A Bush administration plan to bolster Fannie Mae and Freddie Mac could cost U.S. taxpayers $25 bln, congressional analysts said on Wednesday in a report that triggered debate as Congress moved toward approving a major housing market rescue package.
Fannie and Freddie shares fell sharply on the report's release but later recovered, with Freddie stock ending higher and Fannie paring its losses.
Investors are concerned whether the two government-sponsored mortgage finance giants, which own or guarantee almost half of the nation's $12 trillion in outstanding residential mortgage debt and play an increasingly key role in the troubled American housing market, can weather a national housing slump.

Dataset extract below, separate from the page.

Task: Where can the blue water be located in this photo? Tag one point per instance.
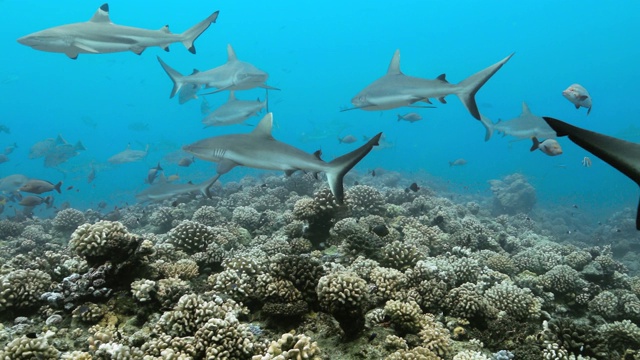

New data on Tuesday showed home prices fell again in May, while Treasury Secretary Henry Paulson used a speech in New York and television interviews to push for passage of the plan as a way to restore financial stability to the markets.
"Now more than ever, we need Fannie and Freddie out there, financing mortgages," said Paulson, who wants to give Fannie and Freddie access — if they need it — to cheap, government capital in the form of loans and possible equity investments by the government.
Congress was pushing ahead on a 600-page housing bill that was expected to include Paulson's proposals, as well as measures to establish a new regulator for the companies and to help distressed homeowners refinance into new mortgages.
In estimating the potential cost exposure of taxpayers to Paulson's proposal, the nonpartisan Congressional Budget Office (CBO) said there was no certainty on whether the capital line he wants to create for the companies would ever be tapped.
The CBO said there is a "probably better than 50%" chance that the proposed new Treasury authority would not be used before it expired at the end of December 2009. In that case, the proposed credit line and possible government equity investment would cost taxpayers nothing.
But the CBO said that a favorable "scenario is far from the only possible result." Any further worsening in the already steep housing market slump "would increase the probability that this new authority would have to be used," it said.
The housing bill will go to the House of Representatives floor for action on Wednesday, Massachusetts Democratic Rep. Barney Frank, the Financial Services Committee chairman, told reporters. House approval would send the bill to the Senate, where senior Republicans urged prompt legislative action.